Wakefield detailed what it was like being pregnant during the pandemic, which kept them home instead of going out in public on a regular basis, which “would have been quite different.”

“Despite the sickness, it was the most beautiful experience I’ve ever had. I’ve fallen in love with my body in ways that I’ve never experienced before,” they added.

Wakefield has over a million followers on their social media accounts as Danny the Trans Dad.
Wakefield — who also is recovering addict — has amassed over a million followers on social media while documenting their parental journey on the website Danny the Trans Dad and on Instagram and TikTok accounts by the same name.

“Just because I don’t feel like a woman, that doesn’t mean I can’t take advantage of the body organs I was born with,” the dad says in a TikTok clip.
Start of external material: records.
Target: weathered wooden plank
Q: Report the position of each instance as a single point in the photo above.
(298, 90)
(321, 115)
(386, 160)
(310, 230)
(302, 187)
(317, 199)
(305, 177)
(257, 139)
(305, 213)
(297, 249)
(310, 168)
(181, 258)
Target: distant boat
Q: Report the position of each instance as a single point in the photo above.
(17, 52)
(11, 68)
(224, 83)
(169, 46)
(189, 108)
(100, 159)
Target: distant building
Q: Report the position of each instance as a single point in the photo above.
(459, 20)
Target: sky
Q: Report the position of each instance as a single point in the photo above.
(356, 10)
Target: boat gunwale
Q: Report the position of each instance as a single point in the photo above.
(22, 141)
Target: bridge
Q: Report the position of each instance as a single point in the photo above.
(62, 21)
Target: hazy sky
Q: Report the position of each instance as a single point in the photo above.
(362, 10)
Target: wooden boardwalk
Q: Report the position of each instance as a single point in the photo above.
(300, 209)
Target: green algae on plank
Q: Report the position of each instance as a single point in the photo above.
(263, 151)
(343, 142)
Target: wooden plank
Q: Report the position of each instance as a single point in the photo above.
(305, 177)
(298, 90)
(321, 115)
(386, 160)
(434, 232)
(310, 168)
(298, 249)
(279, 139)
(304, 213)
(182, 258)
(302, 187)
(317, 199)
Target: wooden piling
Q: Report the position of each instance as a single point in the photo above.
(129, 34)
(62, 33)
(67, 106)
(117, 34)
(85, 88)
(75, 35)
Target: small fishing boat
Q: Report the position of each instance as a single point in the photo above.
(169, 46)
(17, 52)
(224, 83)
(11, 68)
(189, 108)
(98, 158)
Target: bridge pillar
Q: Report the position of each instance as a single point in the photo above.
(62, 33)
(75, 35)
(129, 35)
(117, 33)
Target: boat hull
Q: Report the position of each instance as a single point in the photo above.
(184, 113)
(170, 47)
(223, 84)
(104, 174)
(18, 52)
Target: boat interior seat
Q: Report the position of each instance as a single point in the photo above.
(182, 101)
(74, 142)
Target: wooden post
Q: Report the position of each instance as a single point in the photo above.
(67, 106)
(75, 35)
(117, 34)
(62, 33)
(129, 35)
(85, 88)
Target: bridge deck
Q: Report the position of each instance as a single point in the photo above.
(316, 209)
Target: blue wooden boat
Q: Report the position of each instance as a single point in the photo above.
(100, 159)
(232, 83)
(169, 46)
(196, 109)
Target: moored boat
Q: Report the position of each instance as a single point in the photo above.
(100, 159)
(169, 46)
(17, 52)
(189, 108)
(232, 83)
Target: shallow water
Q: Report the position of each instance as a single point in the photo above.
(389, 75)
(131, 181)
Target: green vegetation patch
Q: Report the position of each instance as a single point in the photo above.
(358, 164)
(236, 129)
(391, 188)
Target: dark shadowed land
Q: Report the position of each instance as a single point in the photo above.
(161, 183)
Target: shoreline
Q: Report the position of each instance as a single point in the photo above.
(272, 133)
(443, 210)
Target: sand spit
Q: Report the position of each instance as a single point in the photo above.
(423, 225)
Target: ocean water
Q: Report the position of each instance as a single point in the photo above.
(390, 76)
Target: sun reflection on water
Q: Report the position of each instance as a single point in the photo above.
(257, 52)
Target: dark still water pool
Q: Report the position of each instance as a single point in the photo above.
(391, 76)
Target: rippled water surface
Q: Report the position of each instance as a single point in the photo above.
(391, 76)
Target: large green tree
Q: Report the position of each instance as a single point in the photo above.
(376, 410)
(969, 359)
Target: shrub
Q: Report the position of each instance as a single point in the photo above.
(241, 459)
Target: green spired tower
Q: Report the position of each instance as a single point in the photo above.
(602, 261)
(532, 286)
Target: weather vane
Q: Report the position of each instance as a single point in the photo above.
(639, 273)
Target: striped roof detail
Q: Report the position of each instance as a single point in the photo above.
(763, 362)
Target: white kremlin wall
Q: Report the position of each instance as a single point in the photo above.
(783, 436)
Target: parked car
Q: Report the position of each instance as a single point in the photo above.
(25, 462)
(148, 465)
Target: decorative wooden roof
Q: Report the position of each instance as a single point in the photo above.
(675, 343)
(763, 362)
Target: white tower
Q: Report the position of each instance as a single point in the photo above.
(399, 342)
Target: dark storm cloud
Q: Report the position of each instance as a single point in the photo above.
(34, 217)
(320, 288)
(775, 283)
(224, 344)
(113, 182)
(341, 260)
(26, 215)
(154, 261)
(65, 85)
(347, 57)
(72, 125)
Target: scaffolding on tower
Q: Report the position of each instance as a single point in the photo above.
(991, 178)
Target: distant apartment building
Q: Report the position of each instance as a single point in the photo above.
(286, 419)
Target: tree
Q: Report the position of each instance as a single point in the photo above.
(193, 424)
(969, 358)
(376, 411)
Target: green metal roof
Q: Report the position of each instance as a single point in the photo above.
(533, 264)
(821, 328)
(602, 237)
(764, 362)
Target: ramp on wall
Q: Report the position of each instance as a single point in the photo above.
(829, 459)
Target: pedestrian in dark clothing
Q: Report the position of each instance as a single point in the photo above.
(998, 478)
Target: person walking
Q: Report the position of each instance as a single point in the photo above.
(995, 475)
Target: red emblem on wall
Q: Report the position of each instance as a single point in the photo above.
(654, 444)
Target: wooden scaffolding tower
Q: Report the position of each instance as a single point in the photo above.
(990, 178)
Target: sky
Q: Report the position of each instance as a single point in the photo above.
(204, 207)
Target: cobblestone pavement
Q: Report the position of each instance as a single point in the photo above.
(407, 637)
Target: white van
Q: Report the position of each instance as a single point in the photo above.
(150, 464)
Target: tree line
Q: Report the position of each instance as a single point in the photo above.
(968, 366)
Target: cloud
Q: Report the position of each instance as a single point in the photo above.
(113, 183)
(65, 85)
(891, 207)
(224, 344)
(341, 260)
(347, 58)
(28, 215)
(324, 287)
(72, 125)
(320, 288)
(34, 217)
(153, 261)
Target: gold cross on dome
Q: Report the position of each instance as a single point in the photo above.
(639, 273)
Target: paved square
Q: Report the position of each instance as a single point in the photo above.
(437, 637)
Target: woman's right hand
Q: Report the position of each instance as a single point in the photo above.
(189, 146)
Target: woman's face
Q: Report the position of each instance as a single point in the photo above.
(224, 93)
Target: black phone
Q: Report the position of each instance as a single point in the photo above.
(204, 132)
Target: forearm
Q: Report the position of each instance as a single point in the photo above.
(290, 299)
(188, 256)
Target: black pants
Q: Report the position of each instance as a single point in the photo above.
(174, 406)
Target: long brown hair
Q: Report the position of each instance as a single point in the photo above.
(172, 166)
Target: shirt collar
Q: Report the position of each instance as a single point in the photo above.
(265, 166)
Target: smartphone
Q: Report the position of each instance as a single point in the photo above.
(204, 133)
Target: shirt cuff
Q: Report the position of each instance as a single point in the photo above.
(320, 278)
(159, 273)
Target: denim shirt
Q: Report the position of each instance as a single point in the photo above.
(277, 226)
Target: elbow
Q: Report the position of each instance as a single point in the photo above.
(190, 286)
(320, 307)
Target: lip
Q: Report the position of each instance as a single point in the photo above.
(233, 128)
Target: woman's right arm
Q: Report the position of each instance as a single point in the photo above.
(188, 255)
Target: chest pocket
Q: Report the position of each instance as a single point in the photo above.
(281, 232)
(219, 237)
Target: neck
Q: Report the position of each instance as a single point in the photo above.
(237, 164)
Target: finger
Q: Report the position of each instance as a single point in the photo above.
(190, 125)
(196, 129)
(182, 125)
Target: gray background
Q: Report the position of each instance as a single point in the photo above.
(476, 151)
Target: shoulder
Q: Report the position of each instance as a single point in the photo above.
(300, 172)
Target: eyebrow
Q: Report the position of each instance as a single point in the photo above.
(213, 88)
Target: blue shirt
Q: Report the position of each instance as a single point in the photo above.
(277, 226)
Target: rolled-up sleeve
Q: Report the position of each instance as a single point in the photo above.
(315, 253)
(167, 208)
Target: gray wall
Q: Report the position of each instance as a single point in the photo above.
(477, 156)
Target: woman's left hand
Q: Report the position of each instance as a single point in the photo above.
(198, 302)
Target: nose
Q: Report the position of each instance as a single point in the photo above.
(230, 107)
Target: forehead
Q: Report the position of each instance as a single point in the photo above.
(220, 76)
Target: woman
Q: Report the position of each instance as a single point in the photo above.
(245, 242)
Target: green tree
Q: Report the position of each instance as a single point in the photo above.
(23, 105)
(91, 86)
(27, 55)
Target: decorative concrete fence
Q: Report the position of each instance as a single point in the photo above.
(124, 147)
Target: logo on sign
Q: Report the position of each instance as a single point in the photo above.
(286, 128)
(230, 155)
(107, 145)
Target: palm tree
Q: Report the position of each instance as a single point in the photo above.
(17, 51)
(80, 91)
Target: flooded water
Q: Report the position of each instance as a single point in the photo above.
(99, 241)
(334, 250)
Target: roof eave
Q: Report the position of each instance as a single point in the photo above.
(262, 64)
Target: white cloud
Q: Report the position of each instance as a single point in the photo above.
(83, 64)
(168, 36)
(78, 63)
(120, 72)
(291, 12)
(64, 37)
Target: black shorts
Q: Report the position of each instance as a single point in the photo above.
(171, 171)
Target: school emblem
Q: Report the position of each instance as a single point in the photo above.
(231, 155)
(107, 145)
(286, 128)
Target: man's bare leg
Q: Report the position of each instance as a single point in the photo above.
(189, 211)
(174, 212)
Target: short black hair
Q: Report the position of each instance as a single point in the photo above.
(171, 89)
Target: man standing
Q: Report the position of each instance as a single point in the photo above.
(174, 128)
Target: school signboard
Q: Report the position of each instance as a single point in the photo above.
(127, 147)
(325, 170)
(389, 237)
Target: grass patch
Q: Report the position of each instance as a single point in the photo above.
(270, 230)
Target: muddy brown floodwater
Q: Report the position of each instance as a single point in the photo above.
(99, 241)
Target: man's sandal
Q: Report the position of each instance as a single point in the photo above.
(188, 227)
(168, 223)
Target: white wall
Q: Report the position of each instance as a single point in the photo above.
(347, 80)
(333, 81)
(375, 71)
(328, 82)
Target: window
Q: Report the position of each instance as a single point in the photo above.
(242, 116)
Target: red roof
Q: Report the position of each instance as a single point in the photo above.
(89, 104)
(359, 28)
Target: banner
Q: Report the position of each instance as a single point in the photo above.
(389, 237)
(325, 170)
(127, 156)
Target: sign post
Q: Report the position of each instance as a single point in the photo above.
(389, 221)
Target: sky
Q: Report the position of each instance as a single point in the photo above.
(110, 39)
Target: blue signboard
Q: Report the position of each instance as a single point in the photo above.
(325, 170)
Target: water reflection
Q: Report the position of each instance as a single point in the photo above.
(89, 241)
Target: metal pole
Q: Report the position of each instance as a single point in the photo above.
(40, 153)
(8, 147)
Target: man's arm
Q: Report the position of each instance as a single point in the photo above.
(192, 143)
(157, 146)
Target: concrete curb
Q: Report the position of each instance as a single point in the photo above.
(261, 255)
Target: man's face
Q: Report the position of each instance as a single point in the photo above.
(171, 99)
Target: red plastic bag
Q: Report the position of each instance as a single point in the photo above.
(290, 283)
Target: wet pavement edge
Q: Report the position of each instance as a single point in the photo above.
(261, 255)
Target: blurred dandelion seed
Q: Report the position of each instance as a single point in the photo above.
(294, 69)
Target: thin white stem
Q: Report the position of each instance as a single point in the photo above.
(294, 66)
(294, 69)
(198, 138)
In another, he is seen rubbing his large belly.

“I was born with a uterus and so the world said I was girl, but I’m very much not a girl,” they wrote. “I’m also not a boy. I’m non-binary! I have the reproductive system that allows me to carry and give birth to a child., so that’s what I did. Transmen and non-binary people give birth, too.”

Wakefield told Yahoo Life that they were met with “snickers” from nurses, as well as “doubt, disbelief and a lack of knowledge” from doctors ill-equipped to address their needs.

“In one instance, it took an hour and a half to get them to treat me because they didn’t believe I was pregnant,” Wakefield told the outlet.

“The doctors and nurses would talk quietly among themselves, asking each other questions about me, instead of asking me directly — the patient who’s sitting right in front of them,” they added.

Dr. Juno Obedin-Maliver, assistant professor in the Department of Obstetrics and Gynecology at Stanford University School of Medicine, said stories like Wakefield’s are not uncommon.

Obedin-Maliver told Yahoo Life that the medical establishment — and society in general — has little knowledge about pregnancy in the trans male population.

“We grow up in a world with books, from preschool on up, that until very recently have not imagined or really represented the diversity of communities as they are,” the doc told Yahoo Life. “None of our systems have been designed to delineate the difference between somebody’s gender and somebody’s pregnancy capacity.”

But Obedin-Maliver said that is slowly changing amid a growing demand from trans patients.